Giovedì scorso sono stato a Madrid dove la Seat in trasferta ha presentato un ottimo bilancio 2017.  Ho incontrato Luca de Meo, presidente del marchio spagnolo controllato dal gruppo Volkswagen, lì arrivato nel novembre del 2015 direttamente dal board Audi, nel pieno della bufera del dieselgate. A sua insaputa, si discusse se fosse stata una promozione o un siluramento. Scrissi che de Meo fu riprotetto alla periferia dell’impero tedesco in quel momento sotto assedio.

Oggi a Barcellona è in carriera mentre a Wolfsburg la settimana scorsa c’era la polizia, effetti collaterali di uno scandalo che sembra non finire mai. Magari il motore diesel finisce prima delle inchieste, chissà.

Molto prima della Seat, con de Meo ci siamo conosciuti se ricordo bene nel 2004 a Torino, c’era Marchionne. Incontrai Luca quale nuovo direttore marketing di Lancia insieme a Fabrizio Longo direttore generale del marchio. Un incontro curioso, ristretto, svoltosi con modalità e linguaggio inconsueti per la Fiat dell’epoca.

Marchionne non l’aveva ancora rivoltata, salvandola dal baratro. In quegli anni l’amministratore delegato del primo gruppo industriale italiano privato era perfino in luna di miele con la Fiom, all’Unione industriali diceva che il problema in azienda non era certo quel 6 o 7% del costo del lavoro a pesare sul prodotto, la sera – si narra – gli capitasse di giocare a scopone con il segretario dei DS Fassino e il sindaco di Torino Chiamparino. Tutto un altro mondo.

Pensai che i due giovani manager non sarebbero durati in un ambiente ancora sabaudo. E invece lì sono andati bene avanti, e poi altrove. Anzi, in questo più che decennio Luca è stato definito l'”enfant prodige” dell’auto: responsabilità crescenti, riconoscimenti, libri, allori. Mai però un contatto (pare) con Marchionne dopo il suo passaggio al gruppo Volkswagen nel 2009.

Il prossimo 13 giugno de Meo compie 51 anni. Non è più “enfant” – chissà perché una volta si diceva crisi di mezza età a 50 anni quando le aspettative di vita erano ben minori di adesso, io sono rimasto fermo a Dante e al suo più precoce “nel mezzo del cammin di nostra vita” – ma è ancora “prodige” per ciò che ho potuto capire su quanto sia avanzata l’integrazione del marchio nel gruppo Volkswagen, che sarà ancora maggiore con il processo di elettrificazione a partire dalla prima berlina a batteria Seat nel 2020.
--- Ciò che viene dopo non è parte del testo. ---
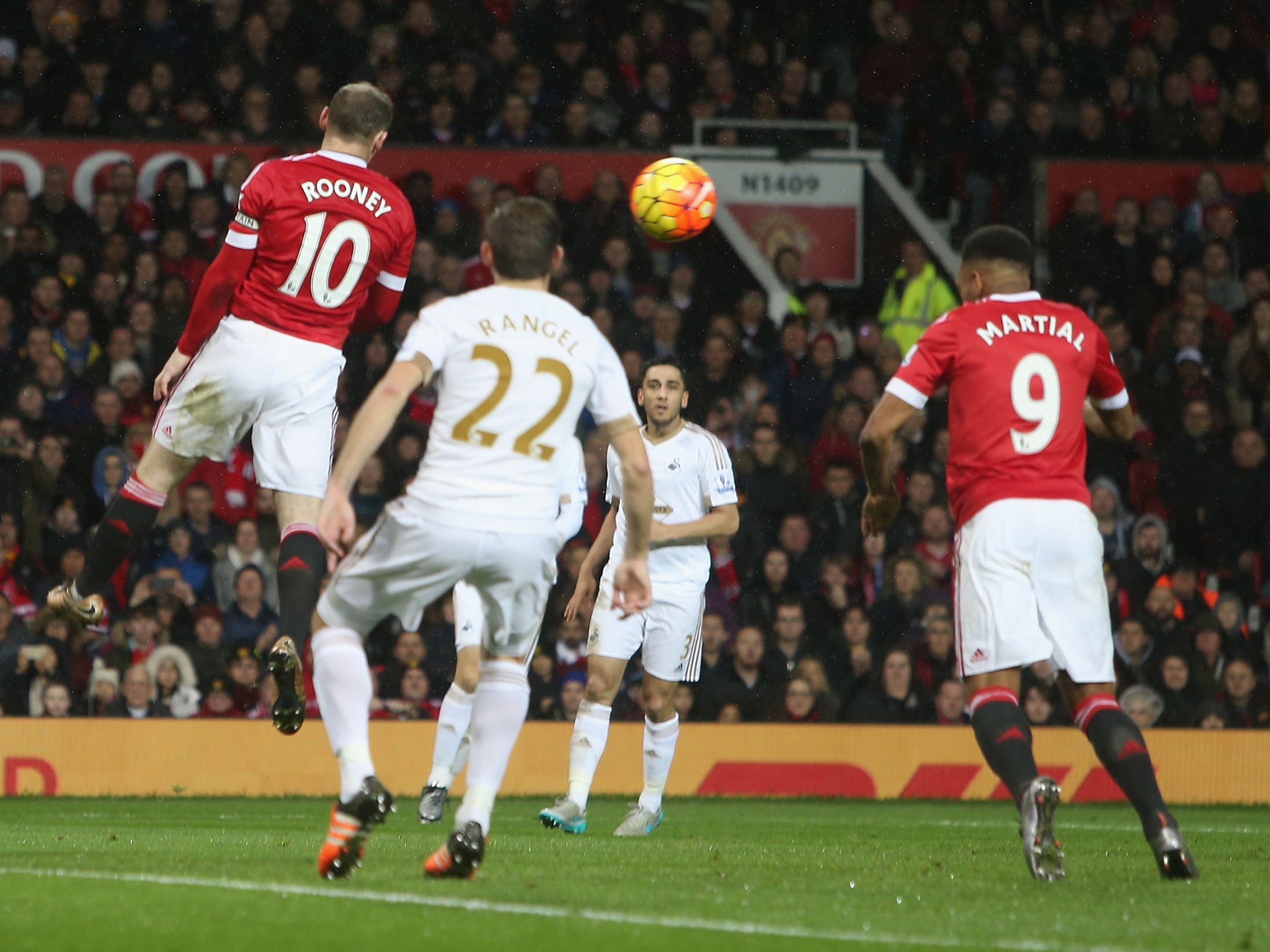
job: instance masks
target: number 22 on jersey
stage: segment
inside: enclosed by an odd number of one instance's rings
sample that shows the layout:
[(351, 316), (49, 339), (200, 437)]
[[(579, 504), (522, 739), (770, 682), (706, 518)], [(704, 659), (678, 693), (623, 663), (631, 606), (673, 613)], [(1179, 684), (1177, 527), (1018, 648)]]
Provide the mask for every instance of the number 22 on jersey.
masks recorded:
[[(455, 439), (462, 443), (475, 443), (483, 447), (491, 447), (498, 440), (499, 434), (478, 429), (476, 424), (491, 414), (494, 407), (497, 407), (503, 401), (503, 397), (507, 396), (507, 391), (511, 390), (512, 358), (508, 357), (505, 350), (499, 347), (494, 347), (493, 344), (476, 344), (472, 348), (472, 360), (489, 360), (498, 368), (498, 380), (494, 383), (494, 388), (489, 392), (489, 396), (481, 400), (471, 413), (455, 424), (453, 434)], [(564, 407), (569, 402), (569, 396), (573, 393), (573, 373), (569, 371), (568, 364), (550, 357), (538, 358), (535, 373), (546, 373), (559, 380), (560, 396), (556, 397), (555, 404), (537, 423), (526, 429), (512, 442), (512, 451), (547, 462), (555, 454), (555, 447), (535, 444), (533, 440), (551, 429), (551, 424), (554, 424), (560, 414), (564, 413)]]

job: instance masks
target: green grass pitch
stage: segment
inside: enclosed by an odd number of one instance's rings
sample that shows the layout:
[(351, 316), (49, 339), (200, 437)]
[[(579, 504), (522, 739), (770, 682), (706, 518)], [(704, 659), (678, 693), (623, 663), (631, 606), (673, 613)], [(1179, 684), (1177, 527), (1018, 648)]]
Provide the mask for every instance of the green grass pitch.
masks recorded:
[(1067, 880), (1027, 878), (1002, 803), (667, 801), (650, 839), (542, 829), (503, 800), (475, 881), (425, 881), (450, 829), (405, 796), (345, 882), (329, 802), (0, 800), (0, 948), (1270, 951), (1270, 811), (1184, 807), (1198, 882), (1161, 882), (1128, 806), (1059, 811)]

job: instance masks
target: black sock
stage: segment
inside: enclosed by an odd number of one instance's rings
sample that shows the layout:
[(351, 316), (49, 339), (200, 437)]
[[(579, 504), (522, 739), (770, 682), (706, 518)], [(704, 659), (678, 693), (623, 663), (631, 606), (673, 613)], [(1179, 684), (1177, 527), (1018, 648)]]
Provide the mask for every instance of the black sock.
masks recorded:
[(301, 654), (325, 574), (326, 550), (314, 528), (287, 527), (278, 548), (278, 635), (290, 635)]
[(1038, 777), (1031, 751), (1031, 726), (1019, 701), (1005, 688), (984, 688), (970, 698), (970, 726), (983, 759), (1006, 784), (1015, 802)]
[(155, 493), (136, 476), (124, 484), (102, 517), (84, 557), (84, 571), (75, 579), (80, 598), (95, 595), (110, 584), (123, 560), (149, 538), (166, 499), (165, 493)]
[[(1110, 694), (1097, 697), (1115, 702)], [(1077, 724), (1081, 720), (1077, 708)], [(1143, 740), (1142, 731), (1133, 718), (1119, 706), (1102, 704), (1095, 707), (1082, 726), (1099, 760), (1138, 811), (1142, 831), (1147, 834), (1147, 839), (1171, 825), (1173, 817), (1160, 795), (1156, 770), (1151, 763), (1151, 754), (1147, 753), (1147, 741)]]

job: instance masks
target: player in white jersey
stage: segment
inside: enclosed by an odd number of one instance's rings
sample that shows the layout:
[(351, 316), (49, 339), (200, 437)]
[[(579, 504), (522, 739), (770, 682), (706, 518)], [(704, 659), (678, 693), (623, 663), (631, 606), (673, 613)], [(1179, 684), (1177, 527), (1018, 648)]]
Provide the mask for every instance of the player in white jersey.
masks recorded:
[[(555, 550), (559, 555), (564, 543), (582, 528), (583, 510), (587, 508), (587, 466), (582, 457), (582, 443), (570, 440), (556, 454), (559, 461), (560, 514), (555, 520)], [(552, 584), (554, 580), (552, 580)], [(450, 797), (450, 784), (467, 764), (470, 737), (467, 727), (472, 720), (472, 701), (480, 682), (480, 646), (486, 628), (485, 611), (480, 592), (466, 581), (455, 585), (455, 679), (441, 702), (437, 715), (437, 739), (432, 745), (432, 773), (419, 796), (419, 823), (437, 823)], [(538, 619), (541, 627), (542, 619)], [(532, 649), (531, 649), (532, 651)]]
[(615, 835), (646, 836), (662, 823), (662, 792), (679, 739), (674, 689), (701, 674), (701, 614), (710, 580), (706, 539), (737, 532), (737, 482), (728, 451), (709, 430), (683, 421), (688, 392), (683, 368), (673, 358), (644, 367), (638, 393), (648, 416), (644, 447), (653, 470), (653, 551), (649, 578), (653, 604), (625, 616), (613, 602), (615, 569), (627, 547), (621, 513), (629, 493), (612, 449), (608, 491), (612, 509), (591, 547), (565, 618), (596, 594), (596, 570), (608, 559), (587, 638), (587, 696), (578, 708), (569, 744), (569, 793), (538, 814), (544, 826), (565, 833), (587, 829), (587, 798), (608, 741), (612, 703), (626, 664), (643, 649), (644, 790)]
[(528, 710), (527, 655), (555, 579), (554, 457), (583, 409), (617, 451), (626, 486), (629, 545), (615, 575), (615, 604), (634, 613), (652, 600), (648, 454), (612, 345), (547, 293), (564, 255), (555, 212), (536, 198), (505, 203), (486, 222), (480, 255), (494, 286), (419, 314), (353, 419), (319, 514), (323, 539), (343, 556), (356, 531), (349, 491), (357, 475), (410, 395), (436, 373), (437, 410), (419, 475), (335, 570), (314, 618), (314, 687), (340, 781), (318, 858), (329, 878), (361, 862), (367, 835), (392, 807), (371, 760), (363, 636), (386, 614), (414, 628), (424, 605), (458, 581), (480, 592), (486, 621), (467, 793), (455, 831), (424, 871), (470, 877), (480, 866), (494, 798)]

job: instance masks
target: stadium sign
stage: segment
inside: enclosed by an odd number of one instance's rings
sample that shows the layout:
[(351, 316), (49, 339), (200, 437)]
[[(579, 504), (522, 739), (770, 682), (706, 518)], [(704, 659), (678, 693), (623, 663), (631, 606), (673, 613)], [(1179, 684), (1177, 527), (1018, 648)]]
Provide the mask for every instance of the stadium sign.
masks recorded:
[[(856, 287), (864, 278), (864, 165), (701, 157), (719, 192), (719, 223), (732, 222), (763, 260), (792, 248), (804, 281)], [(729, 235), (735, 240), (735, 236)]]

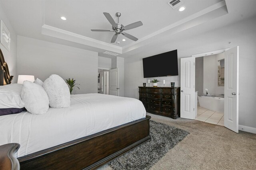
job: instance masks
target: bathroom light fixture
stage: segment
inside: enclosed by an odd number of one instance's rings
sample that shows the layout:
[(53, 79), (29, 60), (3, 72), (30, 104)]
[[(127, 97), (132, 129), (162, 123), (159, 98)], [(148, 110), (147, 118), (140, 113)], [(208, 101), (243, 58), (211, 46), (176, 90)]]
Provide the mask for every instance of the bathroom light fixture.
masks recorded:
[(181, 12), (182, 11), (183, 11), (185, 9), (186, 9), (185, 6), (182, 6), (181, 7), (179, 8), (179, 11), (180, 12)]
[(62, 20), (64, 20), (64, 21), (65, 21), (65, 20), (67, 20), (66, 18), (66, 17), (65, 17), (62, 16), (62, 17), (60, 17), (60, 18), (61, 18)]

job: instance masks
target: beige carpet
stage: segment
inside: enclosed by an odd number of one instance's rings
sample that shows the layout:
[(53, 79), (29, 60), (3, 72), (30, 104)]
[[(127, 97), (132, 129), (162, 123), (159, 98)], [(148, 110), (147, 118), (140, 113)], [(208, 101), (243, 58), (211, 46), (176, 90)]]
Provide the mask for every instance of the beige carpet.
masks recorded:
[(256, 170), (256, 134), (236, 133), (196, 120), (147, 114), (153, 120), (190, 133), (151, 170)]

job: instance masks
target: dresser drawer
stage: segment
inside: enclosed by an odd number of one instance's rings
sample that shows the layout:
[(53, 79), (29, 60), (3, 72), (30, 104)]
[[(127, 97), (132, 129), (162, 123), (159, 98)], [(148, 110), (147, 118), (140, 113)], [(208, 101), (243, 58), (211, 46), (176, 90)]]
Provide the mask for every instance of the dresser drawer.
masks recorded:
[(139, 88), (139, 91), (141, 92), (146, 92), (147, 91), (146, 88)]
[(172, 113), (172, 107), (162, 107), (162, 111), (168, 113)]
[(142, 101), (142, 102), (147, 102), (147, 98), (142, 98), (140, 97), (140, 100)]
[(161, 100), (157, 99), (148, 99), (148, 103), (155, 104), (161, 104)]
[(152, 111), (161, 111), (161, 106), (148, 104), (148, 109)]
[(148, 92), (151, 93), (161, 93), (160, 88), (148, 88)]
[(172, 88), (162, 88), (162, 92), (163, 93), (173, 93), (174, 90)]
[(140, 94), (140, 97), (142, 97), (144, 98), (147, 97), (147, 93), (142, 93), (141, 92), (140, 92), (139, 93)]
[(154, 93), (148, 93), (148, 97), (153, 99), (161, 99), (161, 94)]
[(162, 100), (162, 106), (172, 106), (173, 102), (172, 100)]
[(172, 99), (172, 95), (168, 94), (162, 94), (162, 99), (163, 100), (171, 100)]

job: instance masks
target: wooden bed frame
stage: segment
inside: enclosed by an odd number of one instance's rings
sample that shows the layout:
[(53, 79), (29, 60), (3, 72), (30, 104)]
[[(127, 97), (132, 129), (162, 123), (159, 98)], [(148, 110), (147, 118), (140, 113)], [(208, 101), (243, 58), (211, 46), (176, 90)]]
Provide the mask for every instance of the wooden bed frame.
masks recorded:
[[(1, 85), (10, 84), (13, 76), (10, 76), (7, 64), (0, 49), (0, 55), (2, 66), (0, 78), (3, 79), (2, 80), (3, 84)], [(10, 143), (1, 146), (0, 169), (5, 169), (4, 168), (6, 168), (6, 169), (18, 169), (20, 166), (22, 170), (96, 169), (133, 148), (150, 141), (150, 118), (147, 115), (145, 118), (29, 154), (18, 159), (14, 154), (18, 149), (19, 144)]]

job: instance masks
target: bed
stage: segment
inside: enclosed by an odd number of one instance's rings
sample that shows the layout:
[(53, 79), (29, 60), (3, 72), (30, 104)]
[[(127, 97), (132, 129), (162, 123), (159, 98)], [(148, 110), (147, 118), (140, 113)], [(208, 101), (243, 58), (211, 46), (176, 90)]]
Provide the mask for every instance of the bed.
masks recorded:
[[(10, 84), (0, 49), (0, 85)], [(151, 139), (150, 117), (138, 100), (92, 94), (70, 100), (70, 107), (42, 115), (1, 116), (0, 168), (95, 169)]]

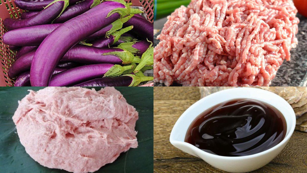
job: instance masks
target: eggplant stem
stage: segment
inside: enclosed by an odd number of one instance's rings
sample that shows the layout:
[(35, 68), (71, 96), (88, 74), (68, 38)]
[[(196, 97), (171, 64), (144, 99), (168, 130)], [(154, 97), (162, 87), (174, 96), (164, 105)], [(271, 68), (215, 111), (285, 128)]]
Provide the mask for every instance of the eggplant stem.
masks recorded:
[[(151, 45), (151, 46), (152, 45)], [(134, 69), (134, 72), (137, 73), (145, 65), (151, 65), (154, 64), (154, 47), (150, 47), (143, 54), (141, 62)]]
[(147, 70), (151, 70), (154, 69), (154, 67), (152, 66), (145, 66), (140, 71), (142, 72), (142, 73), (144, 73), (145, 71)]
[(139, 77), (135, 75), (131, 74), (126, 74), (123, 76), (126, 76), (132, 78), (132, 82), (128, 86), (137, 86), (141, 82), (154, 80), (154, 77), (152, 76)]
[(114, 37), (114, 40), (113, 41), (113, 43), (112, 43), (112, 44), (113, 45), (117, 42), (122, 35), (131, 30), (133, 28), (133, 26), (130, 26), (123, 29), (122, 29), (118, 31), (114, 32), (114, 33), (112, 34)]
[(124, 73), (122, 73), (123, 75), (131, 74), (131, 73), (133, 73), (133, 71), (134, 71), (134, 69), (135, 69), (135, 67), (136, 67), (136, 64), (135, 64), (135, 62), (132, 62), (128, 65), (133, 65), (133, 67), (132, 67), (131, 69), (129, 69), (128, 70), (125, 71)]
[(114, 55), (122, 61), (123, 64), (129, 64), (131, 62), (139, 63), (141, 61), (141, 59), (138, 58), (138, 57), (135, 57), (132, 53), (124, 49), (123, 51), (113, 51), (104, 53), (102, 55)]
[(137, 41), (135, 41), (126, 43), (122, 43), (117, 46), (117, 47), (119, 49), (126, 50), (133, 53), (136, 53), (138, 52), (139, 50), (132, 47), (132, 46), (137, 42)]
[(133, 65), (122, 66), (115, 64), (108, 70), (103, 75), (103, 77), (118, 76), (121, 75), (125, 71), (128, 70), (133, 68)]

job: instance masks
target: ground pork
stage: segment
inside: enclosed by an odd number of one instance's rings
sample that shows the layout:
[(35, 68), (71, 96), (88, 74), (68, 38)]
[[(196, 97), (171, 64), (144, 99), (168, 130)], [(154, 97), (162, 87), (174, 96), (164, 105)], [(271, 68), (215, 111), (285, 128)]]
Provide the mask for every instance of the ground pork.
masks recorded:
[(138, 112), (114, 87), (49, 87), (19, 103), (13, 119), (20, 142), (44, 166), (92, 172), (138, 146)]
[(297, 44), (290, 0), (192, 0), (168, 17), (155, 48), (155, 82), (267, 86)]

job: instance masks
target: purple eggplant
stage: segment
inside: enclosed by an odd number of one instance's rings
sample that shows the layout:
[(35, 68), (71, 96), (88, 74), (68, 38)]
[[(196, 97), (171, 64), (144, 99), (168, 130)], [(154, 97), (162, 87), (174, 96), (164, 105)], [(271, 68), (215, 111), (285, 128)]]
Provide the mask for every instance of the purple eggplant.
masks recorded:
[[(70, 5), (74, 4), (83, 0), (69, 0)], [(43, 10), (53, 0), (15, 0), (16, 6), (20, 9), (28, 11)]]
[[(52, 75), (56, 74), (68, 69), (58, 67), (54, 69)], [(31, 86), (30, 82), (30, 71), (25, 72), (18, 77), (15, 81), (14, 86)]]
[[(8, 44), (6, 44), (7, 45)], [(20, 47), (18, 46), (16, 46), (13, 45), (9, 45), (9, 48), (11, 50), (18, 50), (18, 49), (20, 49)]]
[[(61, 25), (60, 23), (47, 24), (19, 28), (4, 33), (3, 42), (6, 44), (29, 46), (39, 45), (47, 35)], [(117, 26), (119, 27), (120, 26)], [(106, 33), (111, 30), (111, 24), (101, 29), (86, 38), (92, 39), (104, 36)]]
[(131, 30), (133, 28), (133, 26), (130, 26), (115, 31), (108, 36), (97, 40), (92, 42), (92, 46), (97, 47), (108, 47), (114, 44), (118, 41), (122, 35)]
[(126, 27), (133, 26), (132, 31), (143, 40), (154, 41), (154, 25), (147, 20), (139, 17), (133, 16), (124, 24)]
[(132, 41), (122, 43), (117, 47), (126, 50), (130, 52), (141, 56), (149, 47), (150, 43), (147, 41), (142, 40), (139, 41)]
[(135, 75), (130, 75), (97, 78), (77, 84), (74, 86), (136, 86), (138, 85), (141, 82), (153, 80), (153, 77), (139, 77)]
[(79, 67), (81, 65), (82, 65), (75, 62), (60, 62), (57, 64), (57, 66), (58, 67), (69, 69)]
[(37, 14), (25, 19), (7, 18), (3, 24), (9, 30), (51, 23), (63, 12), (68, 5), (68, 0), (55, 0)]
[(35, 51), (27, 53), (17, 59), (9, 69), (9, 76), (11, 78), (17, 77), (21, 73), (29, 70)]
[(59, 73), (51, 77), (49, 85), (69, 86), (103, 76), (117, 76), (132, 66), (122, 67), (111, 64), (87, 65), (75, 67)]
[(102, 63), (116, 64), (139, 63), (140, 60), (129, 51), (122, 49), (77, 45), (69, 49), (60, 61), (86, 64)]
[(3, 36), (5, 44), (17, 46), (40, 45), (60, 24), (47, 24), (19, 28), (6, 32)]
[(126, 7), (122, 0), (114, 0), (120, 2), (104, 1), (62, 24), (46, 37), (37, 50), (32, 61), (31, 85), (48, 86), (56, 65), (73, 46), (121, 16), (140, 12), (139, 10)]
[[(107, 33), (121, 28), (122, 22), (130, 18), (129, 17), (119, 19), (86, 38), (90, 40), (93, 38), (104, 36)], [(114, 24), (116, 24), (115, 25)], [(3, 35), (3, 42), (6, 44), (29, 46), (39, 45), (44, 39), (61, 24), (47, 24), (19, 28), (6, 32)], [(126, 35), (125, 33), (123, 35)]]
[[(131, 18), (132, 16), (132, 15), (129, 15), (123, 18), (117, 19), (111, 24), (87, 37), (85, 40), (87, 41), (90, 42), (96, 40), (97, 37), (110, 35), (122, 28), (123, 23)], [(126, 33), (125, 33), (123, 35)]]
[(66, 8), (59, 17), (54, 20), (54, 23), (63, 23), (80, 15), (100, 3), (98, 0), (84, 0)]
[(22, 47), (17, 52), (17, 53), (16, 54), (16, 55), (15, 56), (15, 59), (18, 59), (19, 57), (25, 54), (34, 50), (36, 50), (36, 49), (38, 47), (38, 46), (37, 46)]
[[(21, 56), (17, 60), (9, 69), (9, 76), (10, 77), (14, 77), (30, 69), (36, 52), (36, 50), (33, 50)], [(135, 57), (129, 52), (122, 49), (99, 48), (80, 44), (71, 49), (60, 61), (85, 64), (124, 64), (133, 62), (138, 63), (140, 61), (140, 58)], [(57, 65), (68, 67), (58, 64)]]
[(20, 18), (22, 19), (27, 19), (39, 13), (39, 11), (25, 11), (21, 14)]

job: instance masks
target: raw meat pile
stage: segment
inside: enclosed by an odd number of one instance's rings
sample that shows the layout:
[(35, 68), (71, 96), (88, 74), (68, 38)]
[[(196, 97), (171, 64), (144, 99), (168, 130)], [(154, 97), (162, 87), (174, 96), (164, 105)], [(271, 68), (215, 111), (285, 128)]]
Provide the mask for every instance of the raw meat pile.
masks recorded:
[(138, 112), (113, 87), (49, 87), (19, 102), (13, 116), (21, 144), (41, 164), (93, 172), (136, 148)]
[(268, 86), (296, 46), (290, 0), (192, 0), (168, 17), (155, 48), (155, 82)]

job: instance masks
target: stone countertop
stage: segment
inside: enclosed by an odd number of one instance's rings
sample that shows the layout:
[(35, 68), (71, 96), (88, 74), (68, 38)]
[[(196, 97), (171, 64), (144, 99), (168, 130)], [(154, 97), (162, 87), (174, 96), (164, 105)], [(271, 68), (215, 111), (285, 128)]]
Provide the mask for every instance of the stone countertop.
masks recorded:
[[(300, 14), (297, 15), (300, 19), (298, 24), (298, 32), (296, 37), (298, 44), (296, 48), (291, 51), (291, 59), (289, 61), (284, 61), (278, 69), (276, 76), (272, 81), (271, 86), (307, 86), (307, 18)], [(155, 29), (161, 29), (165, 22), (165, 18), (157, 21), (154, 24)], [(154, 46), (159, 42), (154, 36)], [(179, 86), (174, 84), (174, 86)], [(155, 86), (162, 86), (164, 84), (155, 83)]]

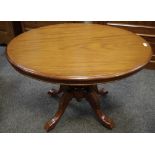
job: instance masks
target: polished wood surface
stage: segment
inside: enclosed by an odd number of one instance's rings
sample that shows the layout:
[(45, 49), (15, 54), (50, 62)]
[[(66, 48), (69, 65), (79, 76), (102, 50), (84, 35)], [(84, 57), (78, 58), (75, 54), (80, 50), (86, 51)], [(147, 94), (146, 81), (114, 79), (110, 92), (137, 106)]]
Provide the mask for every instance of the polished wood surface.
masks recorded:
[[(99, 105), (99, 95), (101, 95), (100, 90), (98, 89), (97, 85), (91, 86), (66, 86), (61, 85), (58, 91), (54, 90), (50, 93), (50, 95), (57, 95), (61, 92), (63, 93), (60, 102), (58, 111), (54, 115), (52, 119), (50, 119), (44, 126), (46, 131), (50, 131), (54, 129), (54, 127), (59, 122), (61, 116), (63, 115), (65, 109), (67, 108), (69, 102), (75, 98), (78, 102), (80, 102), (83, 98), (85, 98), (89, 104), (91, 105), (92, 109), (94, 110), (97, 118), (99, 121), (107, 127), (108, 129), (114, 128), (113, 121), (101, 110)], [(55, 93), (56, 92), (56, 93)], [(106, 95), (107, 91), (102, 91), (102, 95)]]
[(25, 32), (7, 47), (23, 74), (64, 84), (126, 77), (146, 65), (150, 45), (126, 30), (98, 24), (58, 24)]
De Meo, va detto, si è trasferito da Ingolstadt a Barcellona con in tasca 3,3 miliardi di investimenti fino al 2019 da parte del gruppo. Mica male. Ma ora sentir parlare con soddisfazione dei risultati dal direttore finanziario Holger Kintscher, seduto alla destra del suo capo – tedesco perché alla cassa di un gruppo tedesco c’è sempre un tedesco – non è roba da tutti i giorni.

Altra cosa che mi ha fatto effetto è stato l’accento posto dal manager italiano sui rapporti con i dipendenti Seat (cui quest’anno va un bonus di 700 euro per i risultati raggiunti, quasi il doppio di quello del 2016) e con il sindacato. Rapporti buoni dopo anni difficili, in cui il marchio perdeva sempre soldi e a Wolfsburg qualcuno pensava anche di farla finita a Martorell. Un segnale credo positivo è che, nel board di Seat, alle risorse umane è andato dal gennaio 2017 Karlheinz Blessing, uomo nato nel sindacato tedesco IG Metall ed ex dirigente della Spd.

Insomma, tutto sembra girare alla Seat: piazza bene quasi tutti i suoi modelli, perfino la Leon berlina (la più venduta) che appartiene al quel segmento C in Europa sotto attacco di suv e crossover B e C, il cash flow è aumentato del 24,4%, il claim della giornata a Madrid è stato “We are from Barcelona”, cioè catalani ma spagnoli da 1% del Pil nazionale.

Vai a capire cosa farà da grande però uno che è “prodige” e non più “enfant”. Ci ha provato un collega tedesco, che ha chiesto a de Meo se Marchionne lo avesse invitato l’1 giugno al Balocco come suo possibile successore. Nessun prodigio: sto bene dove sto, etc etc. Una risposta da manuale.